Серый дом по набережной Смоленки имел дурную репутацию. Несмотря на чопорный дворянский фасад, в чреве своем он содержал скандальные коммуналки, откуда по округе расползались небритые мужчины и женщины с оплывшими лицами в поисках пустых бутылок. Расселение, бодро начатое два года назад, застопорилось из-за спора между риэлторами и последними коммунальщиками, разорвавшими первоначальный договор и отказавшимися ехать в район Комендантского аэропорта дышать свежим воздухом лесов Юнтоловского заповедника, обещанным им агентством недвижимости. Одни ссылались на то, что туда «только самолетом летать», — новую станцию метро так и не построили. Другие, опомнившись после первой эйфории, вызванной тем, что смогут наконец, выбраться из девятиметрового клоповника десятикомнатной коммуналки, впали во вторую и шантажировали теперь риэлторов требованиями трехкомнатных квартир в историческом центре. Но, несмотря на то, что оставшиеся строптивые коммунальщики были поголовно расчетливыми трезвенниками, репутация дома не стала лучше.

Ходили слухи, что в одной из пустующих квартир там нынче устроено веселое заведение. Женщины из соседнего дома нервничали по этому поводу больше обычного и каждый вечер группками бегали встречать законно подвыпивших после работы мужей к автобусной остановке. Старухи, страдающие бессонницей, проводили ночи напролет у мутных окон, надеясь увидеть хотя бы одну особу легкого поведения, чтобы дать выход накопившемуся за годы несчастливой жизни праведному гневу, а может быть даже швырнуть в потаскушку заготовленным рваным ботинком.

Но бдения их не приносили результата, тротуар оставался безлюдным, только подержанные иномарки шныряли по дороге. Девушек же выпускали через черный ход, сажали в рафик с тонированными стеклами и рекламой кока-колы по бокам и развозили после работы по домам. Мария Андреевна — хозяйка заведения — с самого начала держалась этого правила, и Кари всегда следовала ему беспрекословно.

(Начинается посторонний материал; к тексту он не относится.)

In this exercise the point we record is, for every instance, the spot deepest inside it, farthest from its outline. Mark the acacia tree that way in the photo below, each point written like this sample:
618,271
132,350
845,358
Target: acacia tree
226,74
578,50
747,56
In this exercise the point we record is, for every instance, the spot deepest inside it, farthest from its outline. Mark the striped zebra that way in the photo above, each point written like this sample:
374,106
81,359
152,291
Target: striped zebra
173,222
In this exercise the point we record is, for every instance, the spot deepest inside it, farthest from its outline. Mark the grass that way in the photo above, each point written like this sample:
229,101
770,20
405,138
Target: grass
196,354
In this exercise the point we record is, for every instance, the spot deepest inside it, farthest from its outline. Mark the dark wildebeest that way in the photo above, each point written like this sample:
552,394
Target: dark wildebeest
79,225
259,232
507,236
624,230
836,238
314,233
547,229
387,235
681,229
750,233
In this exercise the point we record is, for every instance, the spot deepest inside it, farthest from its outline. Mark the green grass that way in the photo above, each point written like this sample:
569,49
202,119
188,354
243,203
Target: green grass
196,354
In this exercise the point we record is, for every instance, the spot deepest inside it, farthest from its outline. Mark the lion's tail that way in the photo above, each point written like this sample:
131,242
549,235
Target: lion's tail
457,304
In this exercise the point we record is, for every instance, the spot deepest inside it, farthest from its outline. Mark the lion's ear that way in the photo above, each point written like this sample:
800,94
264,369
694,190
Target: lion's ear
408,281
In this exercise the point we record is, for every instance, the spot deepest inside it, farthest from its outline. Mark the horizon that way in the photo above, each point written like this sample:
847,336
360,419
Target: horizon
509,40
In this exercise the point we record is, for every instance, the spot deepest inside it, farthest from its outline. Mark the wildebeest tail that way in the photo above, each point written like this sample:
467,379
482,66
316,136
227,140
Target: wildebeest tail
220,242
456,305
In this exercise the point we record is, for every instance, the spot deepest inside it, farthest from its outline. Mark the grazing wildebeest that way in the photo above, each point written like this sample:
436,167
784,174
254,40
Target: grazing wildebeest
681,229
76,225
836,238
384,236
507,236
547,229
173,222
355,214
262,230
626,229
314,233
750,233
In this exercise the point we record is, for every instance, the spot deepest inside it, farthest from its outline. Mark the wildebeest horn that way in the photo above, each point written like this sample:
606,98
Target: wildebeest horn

Вот уже два года Кари возглавляла нелегальный салон на набережной, а все еще не стерлись в памяти ни побои родителей, ни холод и скука вещевого рынка, где она торговала индийскими пряностями и благовониями. Свое нынешнее прозвище — Кари — она принесла с рынка. Волосы девушки полыхали желто-оранжевым пламенем, напоминающим цвет приправы. Ее жизнь резко переменилась, когда переминаясь с ноги на ногу на морозе у своего лотка, она разговорилась с приятной пожилой женщиной. Мария Андреевна пригласила Кари к себе, пообещала работу в салоне красоты. Конечно, навестив «добрую старушку», девушка быстро догадалась, что, по сути, ей предлагают заниматься не только и не столько массажем, сколько оказанием иных услуг…. Но Мария Андреевна так просто и интеллигентно говорила о предстоящей работе, к тому же обещала сытую жизнь и защиту… Из затрапезной пенсионерки, коих на рынке тьма, в респектабельном офисе она превратилась в холеную даму, а девушки, присутствующие при их беседе смотрели на нее с обожанием.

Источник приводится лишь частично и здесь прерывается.